Chunked Uploads with JQuery File Upload and Ruby on Rails

I was inspired by this thread on the Google Hydra-Tech forum to put together a short tutorial on chunked uploads with jQuery file upload and Ruby on Rails.

There’s a nice example on GitHub for using this plugin with Rails, so we don’t need to do this from scratch. To see how this plugin works without chunked file uploads, clone the example

https://github.com/tors/jquery-fileupload-rails-paperclip-example

bundle, rake:db, rails server, and go to port 3000. You should see a nice UI for file uploads.

Try uploading a small file (under 500k). It works well, has a nice looking upload bar that flashes for just a few moments, and allows you to delete or cancel an upload. Now try uploading something a little bigger, maybe around 500MB. The progress bar will really come in handy here, but once it is complete, your server will most likely hang for a few minutes (at least). A file a few GB in size, while permitted, will take even longer and may slow down your web browser and localhost server to the point where it is unusable, and you need to go off to terminate a few processes manually through the command prompt.

At some point, you’ll probably start wanting to use the chunked file uploads feature, which splits the file into smaller pieces and submits them, one after the other, across the wire to your server.

To activate chunked file uploads, open the jquery-fileupload-rails-paperclip-example app and navigate to the views/uploads/index.html.erb file. At the bottom of this file (line 118 on my system), you’ll see a call to:


$('#fileupload').fileupload();

To use chunked file uploads, replace the above bit of code with:


$('#fileupload').fileupload({
maxChunkSize: 1000000 
maxFileSize: 1000000 * 10000
});

Note – these values were chosen to illustrate the app working, you may want different values in production. For more on chunked file uploads, check the documentation.

Give it another try (you may need to reload the javascript for your change to take effect.
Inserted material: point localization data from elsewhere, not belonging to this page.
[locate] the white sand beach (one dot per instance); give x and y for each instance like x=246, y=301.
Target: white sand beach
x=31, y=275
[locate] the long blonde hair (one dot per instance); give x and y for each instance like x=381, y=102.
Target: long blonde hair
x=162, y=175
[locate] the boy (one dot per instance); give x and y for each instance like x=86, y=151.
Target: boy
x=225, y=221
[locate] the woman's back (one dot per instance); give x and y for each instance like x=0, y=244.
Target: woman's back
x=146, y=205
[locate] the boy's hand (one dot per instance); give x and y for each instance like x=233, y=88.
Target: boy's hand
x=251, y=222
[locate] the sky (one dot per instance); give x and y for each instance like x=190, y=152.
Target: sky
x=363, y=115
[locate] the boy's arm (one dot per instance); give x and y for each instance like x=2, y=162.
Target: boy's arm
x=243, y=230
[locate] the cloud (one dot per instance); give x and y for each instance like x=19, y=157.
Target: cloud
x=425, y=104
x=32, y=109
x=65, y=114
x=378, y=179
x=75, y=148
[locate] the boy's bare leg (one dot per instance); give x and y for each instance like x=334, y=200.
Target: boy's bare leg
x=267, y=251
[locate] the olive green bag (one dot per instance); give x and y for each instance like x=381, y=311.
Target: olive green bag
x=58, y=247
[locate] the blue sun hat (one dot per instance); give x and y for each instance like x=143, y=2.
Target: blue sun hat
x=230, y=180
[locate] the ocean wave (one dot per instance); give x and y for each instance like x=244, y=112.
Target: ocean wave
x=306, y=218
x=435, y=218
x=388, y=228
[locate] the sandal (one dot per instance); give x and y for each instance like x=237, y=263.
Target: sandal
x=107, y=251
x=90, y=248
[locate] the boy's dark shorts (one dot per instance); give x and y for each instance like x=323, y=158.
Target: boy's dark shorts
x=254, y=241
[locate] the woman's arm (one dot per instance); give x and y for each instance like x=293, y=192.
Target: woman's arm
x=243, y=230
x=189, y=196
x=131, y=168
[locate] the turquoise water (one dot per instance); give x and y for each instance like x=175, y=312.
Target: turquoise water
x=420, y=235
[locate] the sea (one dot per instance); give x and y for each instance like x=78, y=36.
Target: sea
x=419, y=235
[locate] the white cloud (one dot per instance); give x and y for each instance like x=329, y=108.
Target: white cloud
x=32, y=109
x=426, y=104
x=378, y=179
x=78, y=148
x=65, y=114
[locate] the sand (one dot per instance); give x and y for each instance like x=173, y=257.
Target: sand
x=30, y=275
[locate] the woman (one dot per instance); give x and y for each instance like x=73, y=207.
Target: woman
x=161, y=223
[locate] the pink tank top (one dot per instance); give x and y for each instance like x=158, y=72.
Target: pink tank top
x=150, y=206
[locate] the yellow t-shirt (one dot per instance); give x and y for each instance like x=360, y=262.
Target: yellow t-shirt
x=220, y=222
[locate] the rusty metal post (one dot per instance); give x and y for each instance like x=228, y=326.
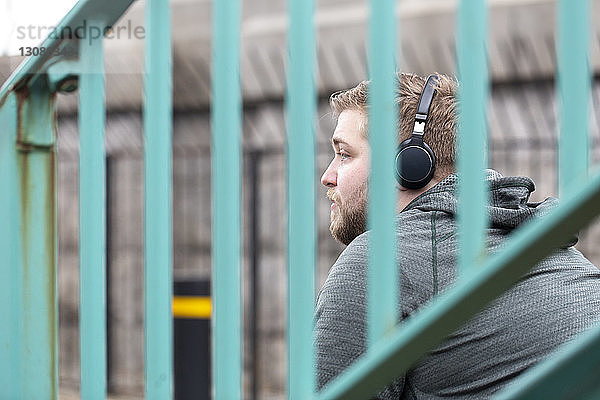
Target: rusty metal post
x=28, y=236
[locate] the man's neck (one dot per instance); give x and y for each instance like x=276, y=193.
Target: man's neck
x=405, y=196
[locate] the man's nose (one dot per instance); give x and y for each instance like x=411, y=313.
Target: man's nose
x=329, y=177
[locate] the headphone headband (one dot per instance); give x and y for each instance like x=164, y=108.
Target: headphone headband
x=415, y=161
x=424, y=104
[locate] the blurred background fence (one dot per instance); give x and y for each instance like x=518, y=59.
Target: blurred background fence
x=522, y=141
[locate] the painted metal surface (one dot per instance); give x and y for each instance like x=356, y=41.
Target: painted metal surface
x=92, y=219
x=570, y=373
x=472, y=134
x=28, y=333
x=158, y=236
x=301, y=151
x=30, y=336
x=11, y=249
x=83, y=12
x=226, y=202
x=573, y=90
x=383, y=272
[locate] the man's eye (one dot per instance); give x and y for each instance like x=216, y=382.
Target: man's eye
x=343, y=156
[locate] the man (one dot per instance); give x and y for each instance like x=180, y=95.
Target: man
x=555, y=301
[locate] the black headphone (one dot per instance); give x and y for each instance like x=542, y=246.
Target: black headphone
x=415, y=161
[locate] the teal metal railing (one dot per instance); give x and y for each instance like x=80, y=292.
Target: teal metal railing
x=28, y=237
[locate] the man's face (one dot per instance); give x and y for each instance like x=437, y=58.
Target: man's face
x=347, y=176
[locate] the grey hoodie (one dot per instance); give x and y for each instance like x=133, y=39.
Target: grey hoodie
x=556, y=300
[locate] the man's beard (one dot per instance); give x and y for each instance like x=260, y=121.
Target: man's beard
x=349, y=219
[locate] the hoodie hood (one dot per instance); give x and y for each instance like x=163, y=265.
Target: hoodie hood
x=508, y=206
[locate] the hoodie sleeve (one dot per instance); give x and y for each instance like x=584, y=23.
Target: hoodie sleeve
x=340, y=328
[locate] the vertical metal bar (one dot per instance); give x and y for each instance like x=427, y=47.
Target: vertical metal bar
x=29, y=340
x=383, y=274
x=158, y=251
x=574, y=87
x=11, y=280
x=254, y=161
x=226, y=198
x=472, y=134
x=301, y=148
x=92, y=218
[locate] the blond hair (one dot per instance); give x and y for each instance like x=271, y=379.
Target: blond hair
x=440, y=131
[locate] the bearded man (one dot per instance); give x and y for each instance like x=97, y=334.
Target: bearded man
x=555, y=301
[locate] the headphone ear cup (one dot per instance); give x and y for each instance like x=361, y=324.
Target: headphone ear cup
x=415, y=164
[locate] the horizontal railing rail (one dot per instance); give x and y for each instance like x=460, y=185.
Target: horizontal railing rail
x=28, y=239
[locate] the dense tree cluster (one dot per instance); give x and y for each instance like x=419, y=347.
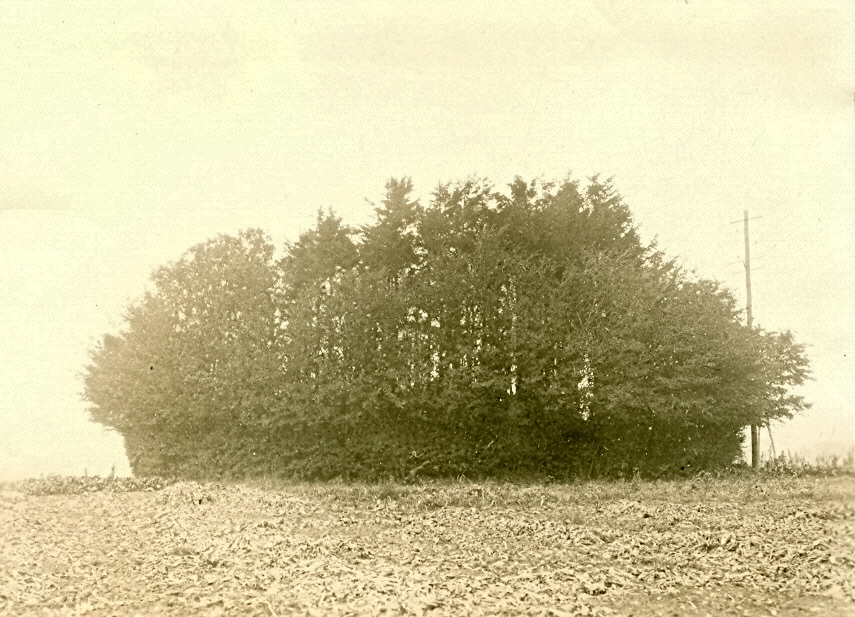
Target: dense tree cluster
x=486, y=332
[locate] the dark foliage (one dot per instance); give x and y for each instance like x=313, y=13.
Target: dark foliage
x=485, y=333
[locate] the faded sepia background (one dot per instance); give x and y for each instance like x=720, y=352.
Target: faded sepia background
x=132, y=131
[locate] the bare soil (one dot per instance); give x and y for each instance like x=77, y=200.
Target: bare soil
x=740, y=546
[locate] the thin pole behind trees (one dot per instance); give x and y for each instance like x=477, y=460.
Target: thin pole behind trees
x=755, y=428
Upload that medium size (at least a few dozen MB to see the full effect) and watch your dev server spin. You’ll notice that the controller for processing a file is getting called repeatedly for each chunk.

Watch your server log as rails processes the upload, and you’ll see that the controller is called repeatedly as you upload the file. The file uploader is splitting the medium sized file into 1 mb sized chunks and submitting them sequentially to the server.

Great, except.. refresh the page.

The rails app is processing each chunk as if it were a separate upload. Keep in mind, this has nothing to do with the jquery file uploader plugin, it’s doing exactly what we asked it to do – split up a file into small pieces and submit each one to the server. We just need to change how we’re processing this on the server side.

Before we go on, go ahead and delete those files (the fastest way is to check the box next to the upper menu delete button).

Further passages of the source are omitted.